After last year’s mixed performance, Regeneron Pharmaceuticals, Inc. (NASDAQ: REGN) looks to take advantage of the robust pipeline and the success of its antibody cocktail for COVID-19. Also, eye drug Eylea is currently on the recovery path, ending the slowdown caused by competition and the pandemic. Another growth driver is immunology drug Dupixent that witnessed double-digit sales growth consistently in recent quarters.
After retreating from their peak in the middle of last year, shares of the New York-based biopharmaceutical company stabilized in the second half and entered 2021 on a high note, despite high volatility. The vaccine-driven sentiment will continue to power the stock, which is expected to grow by more than a third this year. Though the price is high, REGN looks poised to boost shareholder value in the coming months, as it did earlier. Market watchers recommend strong buy.
Positive results from the company’s advanced-stage COVID antibody treatment, which was followed by Emergency Use Authorization by the FDA for mild-to-moderate COVID-19 in high-risk patients, shows it would play an important role in care activities and in saving many lives in the country this year, while also reducing new infections. Though the COVID antibody cocktail is doing well, sales fell short of expectations last year.

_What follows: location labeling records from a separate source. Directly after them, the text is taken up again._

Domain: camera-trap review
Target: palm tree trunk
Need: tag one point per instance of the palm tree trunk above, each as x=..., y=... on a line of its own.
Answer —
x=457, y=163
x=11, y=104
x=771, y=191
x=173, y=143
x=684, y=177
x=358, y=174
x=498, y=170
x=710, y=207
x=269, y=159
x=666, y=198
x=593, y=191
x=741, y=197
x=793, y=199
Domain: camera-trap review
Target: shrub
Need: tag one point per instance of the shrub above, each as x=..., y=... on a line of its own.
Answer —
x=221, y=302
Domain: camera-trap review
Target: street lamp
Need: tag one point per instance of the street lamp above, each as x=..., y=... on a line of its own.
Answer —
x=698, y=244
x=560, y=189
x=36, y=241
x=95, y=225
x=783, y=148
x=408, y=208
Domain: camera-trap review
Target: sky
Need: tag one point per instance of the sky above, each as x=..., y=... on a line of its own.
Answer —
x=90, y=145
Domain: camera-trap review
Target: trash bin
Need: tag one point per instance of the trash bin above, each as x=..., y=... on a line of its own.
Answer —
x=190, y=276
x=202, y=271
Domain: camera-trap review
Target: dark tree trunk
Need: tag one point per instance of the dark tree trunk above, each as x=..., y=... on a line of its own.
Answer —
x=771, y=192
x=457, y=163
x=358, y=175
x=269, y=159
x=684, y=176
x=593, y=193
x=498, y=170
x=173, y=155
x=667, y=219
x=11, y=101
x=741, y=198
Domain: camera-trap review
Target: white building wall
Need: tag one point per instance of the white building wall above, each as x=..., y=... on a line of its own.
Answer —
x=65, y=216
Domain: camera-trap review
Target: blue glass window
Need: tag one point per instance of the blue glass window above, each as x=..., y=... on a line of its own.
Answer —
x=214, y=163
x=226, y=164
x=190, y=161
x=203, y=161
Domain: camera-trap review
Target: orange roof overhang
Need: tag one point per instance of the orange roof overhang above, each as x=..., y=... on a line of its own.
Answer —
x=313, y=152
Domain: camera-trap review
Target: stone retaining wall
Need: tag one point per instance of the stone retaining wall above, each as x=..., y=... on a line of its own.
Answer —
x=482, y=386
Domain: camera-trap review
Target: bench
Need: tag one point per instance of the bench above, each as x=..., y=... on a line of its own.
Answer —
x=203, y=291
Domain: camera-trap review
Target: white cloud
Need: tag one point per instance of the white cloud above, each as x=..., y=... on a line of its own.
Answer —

Recently, the management restructured an agreement with Sanofi for cholesterol drug Praluent, thereby achieving profitability for the brand in the local market. Evkeeza, which is indicated for homozygous familial hypercholesterolemia, is expected to obtain approval next week and that will add to Regeneron’s cardiometabolic expertise.
The market’s bullish outlook also reflects the company’s robust pipeline of about 30 drug candidates in various stages of clinical development, including popular oncology drug Libtayo which is investigated for new indications. That will give a further boost to the diversified revenue and earnings streams. More importantly, Libtayo has emerged as the leading immunotherapy for non-melanoma skin cancers and it could be a potentially major new player in the lung cancer space once cleared for that.
“We are encouraged by the progress we are making against COVID-19 and expect several near-term data readouts for our antibody cocktail that George will outline momentarily. Importantly, our pipeline continues to grow and advance across a wide variety of diseases. Our core business momentum, new launches, and R&D advances position Regeneron to deliver significant and sustained growth for years to come,” said Regeneron’s CEO Leonard Schleifer during his interaction with analysts at the post-earnings conference call.
In the fourth quarter, double-digit revenue growth translated into a 27% increase in adjusted earnings to $9.53 per share, with Eylea and Dupixent together accounting for more than 90% of total sales. The numbers also exceeded the market’s prediction. The bottom-line has exceeded expectations regularly for about two years.
Going ahead, one of the key priorities would be effective capital allocation, with focus on aggressive R&D investment in the current fiscal year and beyond.
Regeneron’s stock traded slightly above the $500-mark in early trading on Monday, which is about 4% above the levels seen at the beginning of the year. However, the stock is down 18% since mid-2020 when it climbed to an all-time high. The shares outperformed the market so far this year.